A revolutionary court in Iran sentenced the British-Iranian citizen Nazanin Zaghari-Ratcliffe to another year in prison for being
found guilty of "propaganda activities
against the Islamic Republic".
The woman, initially arrested in 2016 and released from prison last month after serving a five-year sentence, was also given a one-year travel ban.
This was reported by his lawyer, Hojjat Kermani.
Interviewed by the BBC, the woman's husband, Richard Ratcliffe, has in turn confirmed the new sentence, denouncing it "clearly" as the result of a "negotiating tactic" Iranian authorities decided to him to
use his wife as a bargaining chip
is on the table of the claim of an old debt for military supplies that Tehran has contested for many years in London, and on that of the possible mending of the international agreement on its nuclear program abandoned at the time by the US.
Nazanin, an employee of the Thomson Reuters Foundation, was arrested in 2016 during a visit to her home country.

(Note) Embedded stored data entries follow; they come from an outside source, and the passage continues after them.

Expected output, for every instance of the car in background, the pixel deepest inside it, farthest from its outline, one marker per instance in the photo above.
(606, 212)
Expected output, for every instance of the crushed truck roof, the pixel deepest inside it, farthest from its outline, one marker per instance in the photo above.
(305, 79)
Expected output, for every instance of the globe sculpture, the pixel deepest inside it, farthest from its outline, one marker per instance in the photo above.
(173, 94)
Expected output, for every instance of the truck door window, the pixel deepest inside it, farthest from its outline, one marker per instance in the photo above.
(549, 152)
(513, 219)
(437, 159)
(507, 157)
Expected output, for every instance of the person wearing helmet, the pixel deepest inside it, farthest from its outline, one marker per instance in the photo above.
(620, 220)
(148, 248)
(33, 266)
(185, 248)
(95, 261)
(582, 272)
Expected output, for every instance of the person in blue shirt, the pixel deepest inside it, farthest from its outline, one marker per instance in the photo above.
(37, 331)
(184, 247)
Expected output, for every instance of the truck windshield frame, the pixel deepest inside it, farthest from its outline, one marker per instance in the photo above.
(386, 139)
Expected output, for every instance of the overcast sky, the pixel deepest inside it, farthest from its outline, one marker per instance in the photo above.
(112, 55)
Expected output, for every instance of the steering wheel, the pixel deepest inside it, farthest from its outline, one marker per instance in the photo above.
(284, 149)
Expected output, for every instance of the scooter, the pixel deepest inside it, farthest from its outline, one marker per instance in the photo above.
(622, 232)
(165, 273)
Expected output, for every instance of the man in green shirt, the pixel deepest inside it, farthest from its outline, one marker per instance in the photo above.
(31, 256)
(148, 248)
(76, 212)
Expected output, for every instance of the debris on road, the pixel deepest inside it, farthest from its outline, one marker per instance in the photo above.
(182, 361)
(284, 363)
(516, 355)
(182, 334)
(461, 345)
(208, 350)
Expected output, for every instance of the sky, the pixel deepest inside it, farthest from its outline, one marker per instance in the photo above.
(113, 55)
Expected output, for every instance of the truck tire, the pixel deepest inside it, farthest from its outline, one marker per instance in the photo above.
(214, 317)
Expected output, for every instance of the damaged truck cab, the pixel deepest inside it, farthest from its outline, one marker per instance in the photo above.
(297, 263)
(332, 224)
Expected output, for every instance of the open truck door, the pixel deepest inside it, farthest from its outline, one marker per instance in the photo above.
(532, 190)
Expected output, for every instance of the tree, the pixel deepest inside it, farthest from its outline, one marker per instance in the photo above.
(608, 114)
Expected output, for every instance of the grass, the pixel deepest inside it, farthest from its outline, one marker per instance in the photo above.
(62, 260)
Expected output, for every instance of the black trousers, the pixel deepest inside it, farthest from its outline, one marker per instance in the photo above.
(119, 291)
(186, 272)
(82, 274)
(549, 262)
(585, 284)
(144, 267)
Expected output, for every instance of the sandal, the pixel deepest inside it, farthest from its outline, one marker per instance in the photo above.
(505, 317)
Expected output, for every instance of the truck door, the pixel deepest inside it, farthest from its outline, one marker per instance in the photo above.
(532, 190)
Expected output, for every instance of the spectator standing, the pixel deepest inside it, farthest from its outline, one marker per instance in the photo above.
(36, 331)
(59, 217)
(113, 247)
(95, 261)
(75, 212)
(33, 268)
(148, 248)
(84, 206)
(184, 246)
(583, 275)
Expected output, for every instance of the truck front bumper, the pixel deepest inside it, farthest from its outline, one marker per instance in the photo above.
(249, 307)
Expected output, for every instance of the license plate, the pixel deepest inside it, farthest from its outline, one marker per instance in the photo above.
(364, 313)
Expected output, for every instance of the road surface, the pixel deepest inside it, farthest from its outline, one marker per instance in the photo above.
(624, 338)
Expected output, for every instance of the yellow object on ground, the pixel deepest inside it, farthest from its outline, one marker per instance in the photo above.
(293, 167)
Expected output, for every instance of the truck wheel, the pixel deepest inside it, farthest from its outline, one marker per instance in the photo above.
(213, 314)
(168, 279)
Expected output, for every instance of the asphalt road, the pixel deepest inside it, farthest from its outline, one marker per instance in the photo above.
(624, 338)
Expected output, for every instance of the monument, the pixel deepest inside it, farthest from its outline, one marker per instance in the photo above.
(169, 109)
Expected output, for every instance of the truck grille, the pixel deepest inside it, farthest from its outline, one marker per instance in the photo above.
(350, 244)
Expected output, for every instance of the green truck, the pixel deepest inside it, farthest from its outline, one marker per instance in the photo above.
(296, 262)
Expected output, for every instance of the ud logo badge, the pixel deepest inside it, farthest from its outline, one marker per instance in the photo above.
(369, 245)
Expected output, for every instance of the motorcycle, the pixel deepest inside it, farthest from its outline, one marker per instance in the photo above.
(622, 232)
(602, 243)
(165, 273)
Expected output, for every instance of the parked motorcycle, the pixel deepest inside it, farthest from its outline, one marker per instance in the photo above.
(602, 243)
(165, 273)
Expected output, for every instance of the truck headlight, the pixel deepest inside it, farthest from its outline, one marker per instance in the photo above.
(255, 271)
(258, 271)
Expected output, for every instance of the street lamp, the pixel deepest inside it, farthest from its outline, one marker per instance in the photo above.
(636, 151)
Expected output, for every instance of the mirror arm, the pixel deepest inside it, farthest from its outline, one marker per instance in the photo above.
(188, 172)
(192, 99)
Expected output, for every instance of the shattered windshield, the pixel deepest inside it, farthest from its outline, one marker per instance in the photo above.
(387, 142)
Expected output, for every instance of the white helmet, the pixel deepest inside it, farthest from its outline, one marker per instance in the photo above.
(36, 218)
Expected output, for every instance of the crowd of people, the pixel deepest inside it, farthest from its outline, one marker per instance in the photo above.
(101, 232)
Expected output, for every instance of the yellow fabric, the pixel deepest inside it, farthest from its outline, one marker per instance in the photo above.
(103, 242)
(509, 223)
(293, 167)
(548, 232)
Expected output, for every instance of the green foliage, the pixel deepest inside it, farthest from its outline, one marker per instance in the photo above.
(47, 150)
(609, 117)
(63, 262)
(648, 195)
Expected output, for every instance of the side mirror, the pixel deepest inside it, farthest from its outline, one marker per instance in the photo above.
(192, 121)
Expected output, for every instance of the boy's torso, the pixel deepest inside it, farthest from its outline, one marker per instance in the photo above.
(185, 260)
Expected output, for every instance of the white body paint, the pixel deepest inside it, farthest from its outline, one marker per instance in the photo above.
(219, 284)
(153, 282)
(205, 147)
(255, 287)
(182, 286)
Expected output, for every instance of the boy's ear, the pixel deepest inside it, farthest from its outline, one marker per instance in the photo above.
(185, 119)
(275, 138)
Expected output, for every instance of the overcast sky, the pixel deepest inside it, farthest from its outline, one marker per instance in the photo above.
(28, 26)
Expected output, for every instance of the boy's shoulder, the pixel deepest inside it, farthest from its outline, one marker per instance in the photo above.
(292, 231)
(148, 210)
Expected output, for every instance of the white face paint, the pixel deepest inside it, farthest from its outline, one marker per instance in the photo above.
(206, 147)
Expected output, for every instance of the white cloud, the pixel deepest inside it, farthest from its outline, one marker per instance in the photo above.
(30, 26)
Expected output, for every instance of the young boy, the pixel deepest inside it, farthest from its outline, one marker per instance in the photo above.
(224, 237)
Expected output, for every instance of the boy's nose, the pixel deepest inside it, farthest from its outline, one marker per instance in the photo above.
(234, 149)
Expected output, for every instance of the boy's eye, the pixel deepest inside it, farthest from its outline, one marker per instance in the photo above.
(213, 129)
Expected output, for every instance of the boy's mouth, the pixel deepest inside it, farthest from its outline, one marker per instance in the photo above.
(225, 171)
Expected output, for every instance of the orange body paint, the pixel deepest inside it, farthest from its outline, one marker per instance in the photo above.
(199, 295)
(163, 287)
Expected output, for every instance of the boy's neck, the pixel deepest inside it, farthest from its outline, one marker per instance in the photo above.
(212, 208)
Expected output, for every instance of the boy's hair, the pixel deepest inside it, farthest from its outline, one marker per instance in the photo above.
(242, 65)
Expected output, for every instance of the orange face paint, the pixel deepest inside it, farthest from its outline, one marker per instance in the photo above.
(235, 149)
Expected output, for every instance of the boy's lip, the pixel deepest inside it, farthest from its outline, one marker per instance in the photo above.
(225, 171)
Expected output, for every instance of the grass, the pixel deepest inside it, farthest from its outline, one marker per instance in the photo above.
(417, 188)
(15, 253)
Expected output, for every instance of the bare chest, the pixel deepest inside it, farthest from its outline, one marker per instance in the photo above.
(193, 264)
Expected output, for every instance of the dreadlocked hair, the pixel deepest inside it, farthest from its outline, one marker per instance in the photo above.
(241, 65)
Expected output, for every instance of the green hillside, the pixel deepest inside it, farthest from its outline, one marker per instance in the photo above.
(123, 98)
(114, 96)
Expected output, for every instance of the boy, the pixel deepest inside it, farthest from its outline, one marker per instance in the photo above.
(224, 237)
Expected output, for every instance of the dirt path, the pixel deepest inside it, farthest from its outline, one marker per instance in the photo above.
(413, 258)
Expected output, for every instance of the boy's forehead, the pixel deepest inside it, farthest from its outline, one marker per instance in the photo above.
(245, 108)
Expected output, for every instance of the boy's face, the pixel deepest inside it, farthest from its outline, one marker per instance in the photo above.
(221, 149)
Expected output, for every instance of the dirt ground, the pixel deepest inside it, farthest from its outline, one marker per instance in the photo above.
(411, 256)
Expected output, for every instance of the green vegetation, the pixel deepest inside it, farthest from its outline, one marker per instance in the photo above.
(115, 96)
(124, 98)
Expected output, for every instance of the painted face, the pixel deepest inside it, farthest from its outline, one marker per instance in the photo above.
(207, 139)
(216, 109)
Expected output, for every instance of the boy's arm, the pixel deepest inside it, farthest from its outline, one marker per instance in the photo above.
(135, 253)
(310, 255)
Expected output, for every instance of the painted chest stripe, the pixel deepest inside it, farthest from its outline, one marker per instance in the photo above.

"Cruel, inhumane and totally unjustified". Boris Johnson
returns to the new sentence of one year in prison inflicted on Tehran against the Anglo-Iranian citizen and raises the tone. While identical words are spoken by his foreign minister, Dominic Raab, in a statement to the House of Commons. Meanwhile, Amnesty International in turn condemns the verdict of Iran and asks London to respond in kind. While former minister Jeremy Hunt complains that the Johnson government has not yet resolved the issue of an old debt to Tehran for military supplies not delivered in 1979.